Humans slept nearly hundreds of starving mosquitoes for science


Would you be ready to sleep peacefully in a tent near hundreds of mosquitoes? It is a surprising scientific experiment which has just taken place in Zambia. The results help to better understand how some mosquitoes can spot humans from very far away.

With the return of sunny days, they will return: mosquitoes. Humans do not all seem equal in the face of mosquito bites, whose very sophisticated detection system still intrigues scientists. In a new study, published on May 19, 2023 in the journal Current Biology and spotted by Gizmodo, researchers wonder precisely how mosquitoes manage to find us from so far away. Even when you are hundreds of meters away from their trunk.

In order to determine this, scientists have used drastic means. They used a outdoor ice rink sized testing arena in Zambia “, sums up a press release presenting the work. Mosquitoes were free to fly inside this giant cage. Tents have even been installed and connected to the giant trap: humans have spent a few nights there – fortunately, without ever being in direct contact with mosquitoes.

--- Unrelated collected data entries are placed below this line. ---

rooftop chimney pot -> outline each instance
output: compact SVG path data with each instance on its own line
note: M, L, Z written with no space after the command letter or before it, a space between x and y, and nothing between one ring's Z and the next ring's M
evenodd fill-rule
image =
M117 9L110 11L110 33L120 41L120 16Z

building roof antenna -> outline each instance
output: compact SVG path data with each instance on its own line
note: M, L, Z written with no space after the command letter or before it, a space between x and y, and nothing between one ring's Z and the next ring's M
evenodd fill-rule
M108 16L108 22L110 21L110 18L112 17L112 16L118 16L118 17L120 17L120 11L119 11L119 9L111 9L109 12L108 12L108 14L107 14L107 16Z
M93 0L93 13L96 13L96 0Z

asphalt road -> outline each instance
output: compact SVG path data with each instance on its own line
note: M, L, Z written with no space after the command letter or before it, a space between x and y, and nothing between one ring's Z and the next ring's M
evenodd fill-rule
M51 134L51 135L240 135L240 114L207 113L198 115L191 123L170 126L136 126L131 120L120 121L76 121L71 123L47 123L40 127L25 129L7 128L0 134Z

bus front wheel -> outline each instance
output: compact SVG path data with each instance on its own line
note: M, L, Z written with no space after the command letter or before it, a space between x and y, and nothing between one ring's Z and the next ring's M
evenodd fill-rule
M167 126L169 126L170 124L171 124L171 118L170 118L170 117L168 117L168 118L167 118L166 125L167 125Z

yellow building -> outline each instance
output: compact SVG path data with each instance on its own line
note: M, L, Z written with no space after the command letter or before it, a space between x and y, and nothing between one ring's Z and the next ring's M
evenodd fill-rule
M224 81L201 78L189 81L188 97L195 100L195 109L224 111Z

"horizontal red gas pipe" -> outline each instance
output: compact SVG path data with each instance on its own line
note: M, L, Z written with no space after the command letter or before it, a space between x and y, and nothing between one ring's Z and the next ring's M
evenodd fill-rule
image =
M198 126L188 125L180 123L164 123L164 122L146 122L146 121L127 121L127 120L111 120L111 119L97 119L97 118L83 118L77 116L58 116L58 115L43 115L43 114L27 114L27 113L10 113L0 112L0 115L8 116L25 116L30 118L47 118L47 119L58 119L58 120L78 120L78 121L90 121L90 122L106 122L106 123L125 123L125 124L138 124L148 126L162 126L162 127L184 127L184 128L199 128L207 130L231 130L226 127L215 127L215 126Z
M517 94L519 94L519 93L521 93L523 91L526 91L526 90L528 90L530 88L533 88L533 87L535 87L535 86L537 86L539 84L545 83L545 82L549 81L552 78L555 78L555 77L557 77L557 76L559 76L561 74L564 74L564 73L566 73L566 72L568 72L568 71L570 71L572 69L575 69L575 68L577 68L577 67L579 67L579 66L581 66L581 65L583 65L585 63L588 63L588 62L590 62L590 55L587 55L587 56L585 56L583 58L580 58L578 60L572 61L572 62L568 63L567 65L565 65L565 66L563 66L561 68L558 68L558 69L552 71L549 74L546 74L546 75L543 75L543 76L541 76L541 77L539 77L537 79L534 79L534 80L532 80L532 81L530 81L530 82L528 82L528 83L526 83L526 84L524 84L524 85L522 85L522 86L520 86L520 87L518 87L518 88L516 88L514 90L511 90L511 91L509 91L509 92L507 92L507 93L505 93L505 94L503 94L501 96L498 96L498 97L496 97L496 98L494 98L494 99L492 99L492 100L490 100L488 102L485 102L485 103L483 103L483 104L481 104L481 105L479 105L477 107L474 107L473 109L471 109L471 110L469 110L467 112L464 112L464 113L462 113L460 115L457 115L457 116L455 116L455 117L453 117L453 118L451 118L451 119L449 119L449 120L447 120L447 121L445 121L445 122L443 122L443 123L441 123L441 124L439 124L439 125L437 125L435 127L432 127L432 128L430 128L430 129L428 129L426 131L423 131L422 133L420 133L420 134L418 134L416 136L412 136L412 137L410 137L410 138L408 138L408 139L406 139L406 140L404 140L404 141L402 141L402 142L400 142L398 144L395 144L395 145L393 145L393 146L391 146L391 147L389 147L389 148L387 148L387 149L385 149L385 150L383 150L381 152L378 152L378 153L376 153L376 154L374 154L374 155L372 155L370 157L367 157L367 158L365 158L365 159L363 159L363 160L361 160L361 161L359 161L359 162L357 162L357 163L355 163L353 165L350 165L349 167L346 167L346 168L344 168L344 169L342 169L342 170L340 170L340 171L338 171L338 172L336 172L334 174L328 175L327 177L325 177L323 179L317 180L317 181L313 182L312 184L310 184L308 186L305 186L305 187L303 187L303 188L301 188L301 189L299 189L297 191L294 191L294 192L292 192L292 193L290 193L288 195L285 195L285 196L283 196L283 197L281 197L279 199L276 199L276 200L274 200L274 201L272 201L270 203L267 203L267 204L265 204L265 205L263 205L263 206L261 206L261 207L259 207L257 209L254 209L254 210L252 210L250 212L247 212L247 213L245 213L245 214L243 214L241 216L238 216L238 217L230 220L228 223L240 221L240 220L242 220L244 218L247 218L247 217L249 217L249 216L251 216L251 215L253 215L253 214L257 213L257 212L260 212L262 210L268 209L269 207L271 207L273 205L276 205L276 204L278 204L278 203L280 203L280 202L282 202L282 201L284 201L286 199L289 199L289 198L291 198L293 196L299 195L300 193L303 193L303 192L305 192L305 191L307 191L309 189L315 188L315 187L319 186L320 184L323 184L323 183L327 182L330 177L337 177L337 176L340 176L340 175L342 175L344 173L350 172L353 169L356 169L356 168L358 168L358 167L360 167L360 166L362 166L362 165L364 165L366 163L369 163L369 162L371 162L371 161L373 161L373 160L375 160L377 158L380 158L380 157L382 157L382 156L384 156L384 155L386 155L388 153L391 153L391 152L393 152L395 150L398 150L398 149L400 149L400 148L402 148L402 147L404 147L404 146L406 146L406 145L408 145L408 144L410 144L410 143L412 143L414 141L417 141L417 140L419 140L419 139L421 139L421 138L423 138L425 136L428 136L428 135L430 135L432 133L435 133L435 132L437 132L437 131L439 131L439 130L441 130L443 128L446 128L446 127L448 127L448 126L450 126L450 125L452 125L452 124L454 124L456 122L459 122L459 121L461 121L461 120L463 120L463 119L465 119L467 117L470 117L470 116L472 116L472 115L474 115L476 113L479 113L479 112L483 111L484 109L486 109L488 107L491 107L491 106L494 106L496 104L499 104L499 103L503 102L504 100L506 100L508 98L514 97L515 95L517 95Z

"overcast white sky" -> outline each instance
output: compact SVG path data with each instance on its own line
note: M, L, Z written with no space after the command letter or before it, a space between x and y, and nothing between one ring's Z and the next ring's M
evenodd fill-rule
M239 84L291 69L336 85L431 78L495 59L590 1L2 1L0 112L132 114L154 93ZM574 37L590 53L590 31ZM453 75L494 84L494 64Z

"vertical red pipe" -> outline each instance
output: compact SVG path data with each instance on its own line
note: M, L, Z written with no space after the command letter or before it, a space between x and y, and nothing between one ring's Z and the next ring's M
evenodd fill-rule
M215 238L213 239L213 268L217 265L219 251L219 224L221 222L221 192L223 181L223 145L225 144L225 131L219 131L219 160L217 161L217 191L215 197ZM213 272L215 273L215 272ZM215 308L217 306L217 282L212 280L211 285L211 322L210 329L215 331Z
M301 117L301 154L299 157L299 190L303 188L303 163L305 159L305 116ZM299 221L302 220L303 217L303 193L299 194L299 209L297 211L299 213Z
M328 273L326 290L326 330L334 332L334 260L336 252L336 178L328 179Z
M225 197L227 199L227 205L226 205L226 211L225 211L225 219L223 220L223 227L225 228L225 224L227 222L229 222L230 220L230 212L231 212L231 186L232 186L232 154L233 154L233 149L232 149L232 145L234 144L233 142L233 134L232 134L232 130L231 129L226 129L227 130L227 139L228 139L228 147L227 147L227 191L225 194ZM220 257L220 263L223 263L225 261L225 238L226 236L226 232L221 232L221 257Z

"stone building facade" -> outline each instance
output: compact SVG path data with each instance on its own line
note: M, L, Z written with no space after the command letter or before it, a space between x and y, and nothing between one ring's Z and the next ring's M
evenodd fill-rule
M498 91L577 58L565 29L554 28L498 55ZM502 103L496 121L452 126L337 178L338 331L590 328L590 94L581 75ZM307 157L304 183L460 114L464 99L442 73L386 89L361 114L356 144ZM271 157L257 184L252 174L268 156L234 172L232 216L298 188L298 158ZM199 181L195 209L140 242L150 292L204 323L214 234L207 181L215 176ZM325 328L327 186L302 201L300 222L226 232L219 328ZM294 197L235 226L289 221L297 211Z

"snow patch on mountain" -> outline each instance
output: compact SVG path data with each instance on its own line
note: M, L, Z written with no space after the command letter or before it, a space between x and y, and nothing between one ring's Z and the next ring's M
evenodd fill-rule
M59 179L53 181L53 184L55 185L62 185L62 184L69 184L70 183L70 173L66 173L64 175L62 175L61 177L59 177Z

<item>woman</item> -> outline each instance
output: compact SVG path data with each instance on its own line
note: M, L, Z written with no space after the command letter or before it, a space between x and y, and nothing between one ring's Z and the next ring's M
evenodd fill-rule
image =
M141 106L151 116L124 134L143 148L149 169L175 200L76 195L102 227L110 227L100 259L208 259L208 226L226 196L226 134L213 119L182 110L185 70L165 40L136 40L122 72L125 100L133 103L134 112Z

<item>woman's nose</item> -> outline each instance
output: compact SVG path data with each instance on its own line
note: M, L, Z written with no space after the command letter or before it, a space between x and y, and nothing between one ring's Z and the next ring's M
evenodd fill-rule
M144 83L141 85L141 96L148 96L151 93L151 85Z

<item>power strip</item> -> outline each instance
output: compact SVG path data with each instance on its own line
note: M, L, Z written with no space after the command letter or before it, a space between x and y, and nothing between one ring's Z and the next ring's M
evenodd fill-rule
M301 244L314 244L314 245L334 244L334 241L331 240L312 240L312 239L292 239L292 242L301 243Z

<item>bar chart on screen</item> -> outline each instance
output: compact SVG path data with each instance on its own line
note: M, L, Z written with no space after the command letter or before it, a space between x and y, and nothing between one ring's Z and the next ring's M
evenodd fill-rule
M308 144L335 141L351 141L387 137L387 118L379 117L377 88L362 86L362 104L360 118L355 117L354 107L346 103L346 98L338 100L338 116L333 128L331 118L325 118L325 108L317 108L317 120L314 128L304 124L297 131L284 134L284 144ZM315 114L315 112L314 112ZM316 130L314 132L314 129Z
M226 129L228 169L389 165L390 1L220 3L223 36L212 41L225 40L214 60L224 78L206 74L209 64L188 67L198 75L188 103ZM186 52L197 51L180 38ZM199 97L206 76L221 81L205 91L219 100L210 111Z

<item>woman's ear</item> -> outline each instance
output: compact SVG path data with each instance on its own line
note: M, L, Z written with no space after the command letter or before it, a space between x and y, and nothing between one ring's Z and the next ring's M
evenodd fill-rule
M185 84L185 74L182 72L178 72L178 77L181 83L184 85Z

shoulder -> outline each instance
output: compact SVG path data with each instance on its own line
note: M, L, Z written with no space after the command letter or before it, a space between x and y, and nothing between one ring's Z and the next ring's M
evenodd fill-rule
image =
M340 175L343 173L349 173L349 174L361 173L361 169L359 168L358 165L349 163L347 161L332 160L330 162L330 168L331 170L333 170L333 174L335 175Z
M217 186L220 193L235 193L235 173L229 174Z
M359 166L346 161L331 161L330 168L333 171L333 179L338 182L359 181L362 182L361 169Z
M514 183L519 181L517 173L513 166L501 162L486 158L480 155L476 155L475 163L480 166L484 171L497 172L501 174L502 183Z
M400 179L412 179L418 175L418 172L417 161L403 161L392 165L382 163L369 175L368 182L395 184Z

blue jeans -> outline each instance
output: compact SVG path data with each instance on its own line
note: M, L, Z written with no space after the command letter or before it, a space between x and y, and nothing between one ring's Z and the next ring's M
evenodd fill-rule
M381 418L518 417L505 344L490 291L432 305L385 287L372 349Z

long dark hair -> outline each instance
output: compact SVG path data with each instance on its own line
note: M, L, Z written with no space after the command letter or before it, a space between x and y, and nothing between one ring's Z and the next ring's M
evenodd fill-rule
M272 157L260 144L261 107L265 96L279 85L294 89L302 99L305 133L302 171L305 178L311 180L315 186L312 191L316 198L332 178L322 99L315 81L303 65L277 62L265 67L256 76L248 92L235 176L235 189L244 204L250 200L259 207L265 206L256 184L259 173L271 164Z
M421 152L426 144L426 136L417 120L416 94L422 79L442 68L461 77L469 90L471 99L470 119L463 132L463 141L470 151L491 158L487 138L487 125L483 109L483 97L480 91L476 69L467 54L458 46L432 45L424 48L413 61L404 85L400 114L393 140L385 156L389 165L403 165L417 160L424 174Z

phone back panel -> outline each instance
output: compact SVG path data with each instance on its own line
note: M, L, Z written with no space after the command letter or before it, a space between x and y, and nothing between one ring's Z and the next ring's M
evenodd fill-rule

A giant feast for mosquitoes

This 1,000 cubic meter arena has allowed scientists to observe that human body odor is indeed a key element for mosquitoes when they spot humans over long distances. Certain components of body odor that remain suspended in the air would explain why some people are bitten more than others.

This is the largest olfactory preference rating system for a mosquito in the worldaccording to one of the study’s authors, neuroscientist Diego Giraldo of the Johns Hopkins Bloomberg School of Public Health (Maryland, USA), quoted in the press release. It’s a very sensory-charged environment for mosquitoes. In concrete terms, the scientists installed spaced out landing zones heated to 35° C (the temperature of human skin) in the arena. During the night, 200 hungry mosquitoes were released into the cage. Using infrared cameras, the researchers were able to track how often mosquitoes landed on the landing zones, likely ready to bite.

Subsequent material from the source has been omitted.